A second point, which is important for our reflections, is that by its very nature this method excludes the question of God, making it appear an unscientific or pre-scientific question. Consequently, we are faced with a reduction of the radius of science and reason, one which needs to be questioned.
I will return to this problem later. In the meantime, it must be observed that from this standpoint any attempt to maintain theology's claim to be "scientific" would end up reducing Christianity to a mere fragment of its former self.
But we must say more: if science as a whole is this and this alone, then it is man himself who ends up being reduced, for the specifically human questions about our origin and destiny, the questions raised by religion and ethics, then have no place within the purview of collective reason as defined by "science", so understood, and must thus be relegated to the realm of the subjective.
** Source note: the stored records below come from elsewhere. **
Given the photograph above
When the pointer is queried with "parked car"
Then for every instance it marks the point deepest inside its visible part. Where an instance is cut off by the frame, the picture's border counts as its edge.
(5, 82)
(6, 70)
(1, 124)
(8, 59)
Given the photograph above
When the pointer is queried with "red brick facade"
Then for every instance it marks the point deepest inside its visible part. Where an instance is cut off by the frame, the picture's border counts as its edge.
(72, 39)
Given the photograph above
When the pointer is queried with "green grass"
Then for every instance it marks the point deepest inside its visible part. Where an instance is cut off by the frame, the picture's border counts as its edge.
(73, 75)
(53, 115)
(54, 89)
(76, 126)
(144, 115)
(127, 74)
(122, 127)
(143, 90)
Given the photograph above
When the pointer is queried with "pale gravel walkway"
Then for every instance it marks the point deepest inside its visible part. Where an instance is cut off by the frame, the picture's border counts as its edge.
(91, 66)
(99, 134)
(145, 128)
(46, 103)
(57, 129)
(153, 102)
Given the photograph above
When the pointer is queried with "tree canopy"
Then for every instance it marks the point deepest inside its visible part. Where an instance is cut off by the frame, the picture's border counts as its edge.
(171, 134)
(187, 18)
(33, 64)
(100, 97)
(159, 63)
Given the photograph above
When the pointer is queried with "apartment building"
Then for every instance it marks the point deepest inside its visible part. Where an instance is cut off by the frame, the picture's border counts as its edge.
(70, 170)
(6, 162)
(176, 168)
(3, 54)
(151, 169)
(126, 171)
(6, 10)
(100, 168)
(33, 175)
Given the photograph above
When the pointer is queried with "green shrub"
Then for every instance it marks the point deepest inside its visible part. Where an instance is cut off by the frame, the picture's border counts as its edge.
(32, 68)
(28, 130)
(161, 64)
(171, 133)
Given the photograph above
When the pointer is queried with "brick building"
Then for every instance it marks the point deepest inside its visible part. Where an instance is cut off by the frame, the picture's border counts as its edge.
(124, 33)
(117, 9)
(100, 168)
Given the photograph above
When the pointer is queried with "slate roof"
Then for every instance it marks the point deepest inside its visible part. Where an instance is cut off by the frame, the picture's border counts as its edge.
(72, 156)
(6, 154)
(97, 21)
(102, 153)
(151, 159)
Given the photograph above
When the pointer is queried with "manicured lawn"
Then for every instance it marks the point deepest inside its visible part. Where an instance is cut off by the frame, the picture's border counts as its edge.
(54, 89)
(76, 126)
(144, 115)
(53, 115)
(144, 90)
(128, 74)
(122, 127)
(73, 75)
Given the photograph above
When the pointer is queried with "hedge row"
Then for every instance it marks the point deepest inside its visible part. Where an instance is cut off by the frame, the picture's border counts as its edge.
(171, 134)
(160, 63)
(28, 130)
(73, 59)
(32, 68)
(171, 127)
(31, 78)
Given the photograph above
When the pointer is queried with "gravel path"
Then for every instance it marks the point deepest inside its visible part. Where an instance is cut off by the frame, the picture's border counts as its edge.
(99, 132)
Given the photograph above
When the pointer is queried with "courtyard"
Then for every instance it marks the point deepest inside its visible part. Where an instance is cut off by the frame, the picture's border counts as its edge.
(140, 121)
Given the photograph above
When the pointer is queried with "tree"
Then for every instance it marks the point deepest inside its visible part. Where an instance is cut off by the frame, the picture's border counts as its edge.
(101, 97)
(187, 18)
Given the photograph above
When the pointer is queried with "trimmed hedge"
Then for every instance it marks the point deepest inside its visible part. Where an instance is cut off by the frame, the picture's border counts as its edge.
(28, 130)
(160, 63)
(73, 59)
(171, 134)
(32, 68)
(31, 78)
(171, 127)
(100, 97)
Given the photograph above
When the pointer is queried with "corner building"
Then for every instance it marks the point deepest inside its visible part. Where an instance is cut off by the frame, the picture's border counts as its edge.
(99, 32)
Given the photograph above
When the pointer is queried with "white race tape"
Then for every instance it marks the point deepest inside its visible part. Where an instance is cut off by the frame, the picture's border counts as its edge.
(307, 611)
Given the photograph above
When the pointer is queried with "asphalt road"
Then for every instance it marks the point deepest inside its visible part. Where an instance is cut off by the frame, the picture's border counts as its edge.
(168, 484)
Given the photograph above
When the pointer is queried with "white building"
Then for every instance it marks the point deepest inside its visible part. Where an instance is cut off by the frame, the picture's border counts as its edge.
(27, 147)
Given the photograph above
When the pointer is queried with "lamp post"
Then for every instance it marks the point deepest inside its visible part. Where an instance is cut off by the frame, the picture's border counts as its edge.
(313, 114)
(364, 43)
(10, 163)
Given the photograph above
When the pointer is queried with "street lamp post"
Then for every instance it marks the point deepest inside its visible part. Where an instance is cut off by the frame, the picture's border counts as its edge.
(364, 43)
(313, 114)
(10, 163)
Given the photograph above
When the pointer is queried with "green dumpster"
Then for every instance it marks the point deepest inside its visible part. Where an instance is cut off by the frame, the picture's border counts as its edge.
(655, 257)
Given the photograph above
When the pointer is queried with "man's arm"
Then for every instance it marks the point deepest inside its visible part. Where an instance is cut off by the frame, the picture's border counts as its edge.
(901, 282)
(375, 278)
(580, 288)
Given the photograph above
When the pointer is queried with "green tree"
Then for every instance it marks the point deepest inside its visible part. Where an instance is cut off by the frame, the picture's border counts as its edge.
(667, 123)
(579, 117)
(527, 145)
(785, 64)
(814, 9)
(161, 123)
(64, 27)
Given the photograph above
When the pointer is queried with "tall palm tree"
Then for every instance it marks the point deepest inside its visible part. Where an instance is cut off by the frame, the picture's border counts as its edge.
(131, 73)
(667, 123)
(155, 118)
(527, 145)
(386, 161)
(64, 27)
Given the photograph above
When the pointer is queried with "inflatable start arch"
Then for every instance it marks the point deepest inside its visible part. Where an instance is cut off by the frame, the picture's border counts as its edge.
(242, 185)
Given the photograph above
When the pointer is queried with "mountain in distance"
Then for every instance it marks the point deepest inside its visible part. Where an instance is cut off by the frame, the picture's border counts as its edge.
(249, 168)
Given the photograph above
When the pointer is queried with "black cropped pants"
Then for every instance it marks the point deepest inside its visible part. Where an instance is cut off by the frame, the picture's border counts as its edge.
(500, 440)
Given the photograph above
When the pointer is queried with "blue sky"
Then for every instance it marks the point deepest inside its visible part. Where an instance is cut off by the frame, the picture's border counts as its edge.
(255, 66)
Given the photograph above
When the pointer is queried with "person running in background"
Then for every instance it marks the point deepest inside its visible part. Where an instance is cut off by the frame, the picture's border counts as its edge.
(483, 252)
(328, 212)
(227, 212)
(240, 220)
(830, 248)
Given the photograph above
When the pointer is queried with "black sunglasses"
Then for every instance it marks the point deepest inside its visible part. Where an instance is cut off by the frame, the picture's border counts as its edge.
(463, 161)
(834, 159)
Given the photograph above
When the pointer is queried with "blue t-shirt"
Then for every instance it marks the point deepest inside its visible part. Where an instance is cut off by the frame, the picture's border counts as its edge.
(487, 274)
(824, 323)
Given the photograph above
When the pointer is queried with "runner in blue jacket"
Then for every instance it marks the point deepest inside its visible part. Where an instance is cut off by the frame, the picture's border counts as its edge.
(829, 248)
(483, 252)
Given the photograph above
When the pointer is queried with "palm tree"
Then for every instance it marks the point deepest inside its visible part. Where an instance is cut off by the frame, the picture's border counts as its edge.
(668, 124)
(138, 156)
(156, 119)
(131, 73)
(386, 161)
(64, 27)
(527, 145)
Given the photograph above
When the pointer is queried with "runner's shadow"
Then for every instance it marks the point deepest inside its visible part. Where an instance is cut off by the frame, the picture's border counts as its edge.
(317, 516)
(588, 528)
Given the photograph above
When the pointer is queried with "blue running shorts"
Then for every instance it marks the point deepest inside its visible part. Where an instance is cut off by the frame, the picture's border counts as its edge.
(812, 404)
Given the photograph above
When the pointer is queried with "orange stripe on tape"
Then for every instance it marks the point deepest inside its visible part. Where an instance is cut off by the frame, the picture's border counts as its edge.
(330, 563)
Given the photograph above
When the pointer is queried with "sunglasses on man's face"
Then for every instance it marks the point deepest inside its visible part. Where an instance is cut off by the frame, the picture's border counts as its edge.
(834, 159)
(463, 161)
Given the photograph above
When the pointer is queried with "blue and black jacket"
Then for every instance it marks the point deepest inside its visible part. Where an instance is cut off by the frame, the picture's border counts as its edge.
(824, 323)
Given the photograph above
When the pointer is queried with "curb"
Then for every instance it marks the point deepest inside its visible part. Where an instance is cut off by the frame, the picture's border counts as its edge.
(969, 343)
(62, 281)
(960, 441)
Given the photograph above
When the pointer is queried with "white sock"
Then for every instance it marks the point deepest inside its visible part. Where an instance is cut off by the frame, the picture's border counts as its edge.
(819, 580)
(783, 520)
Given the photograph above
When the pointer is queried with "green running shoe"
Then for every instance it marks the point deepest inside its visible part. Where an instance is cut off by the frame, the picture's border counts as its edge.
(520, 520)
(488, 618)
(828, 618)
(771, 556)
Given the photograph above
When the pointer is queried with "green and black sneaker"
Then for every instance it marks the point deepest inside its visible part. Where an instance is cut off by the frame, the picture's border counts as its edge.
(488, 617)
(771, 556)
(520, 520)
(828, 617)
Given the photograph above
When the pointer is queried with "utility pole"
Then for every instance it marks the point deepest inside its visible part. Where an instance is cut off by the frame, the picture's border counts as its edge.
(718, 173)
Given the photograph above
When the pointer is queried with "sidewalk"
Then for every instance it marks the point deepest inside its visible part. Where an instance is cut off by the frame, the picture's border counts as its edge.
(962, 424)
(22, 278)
The subject then decides, on the basis of his experiences, what he considers tenable in matters of religion, and the subjective "conscience" becomes the sole arbiter of what is ethical.
In this way, though, ethics and religion lose their power to create a community and become a completely personal matter. This is a dangerous state of affairs for humanity, as we see from the disturbing pathologies of religion and reason which necessarily erupt when reason is so reduced that questions of religion and ethics no longer concern it. Attempts to construct an ethic from the rules of evolution or from psychology and sociology, end up being simply inadequate.
****
The positive aspects of modernity are to be acknowledged unreservedly: we are all grateful for the marvellous possibilities that it has opened up for mankind and for the progress in humanity that has been granted to us.
The scientific ethos, moreover, is - as you yourself mentioned, Magnificent Rector - the will to be obedient to the truth, and, as such, it embodies an attitude which belongs to the essential decisions of the Christian spirit.
The intention here is not one of retrenchment or negative criticism, but of broadening our concept of reason and its application. While we rejoice in the new possibilities open to humanity, we also see the dangers arising from these possibilities and we must ask ourselves how we can overcome them. We will succeed in doing so only if reason and faith come together in a new way, if we overcome the self-imposed limitation of reason to the empirically verifiable, and if we once more disclose its vast horizons.
Edited by Lazarus Long, 26 October 2006 - 03:19 PM.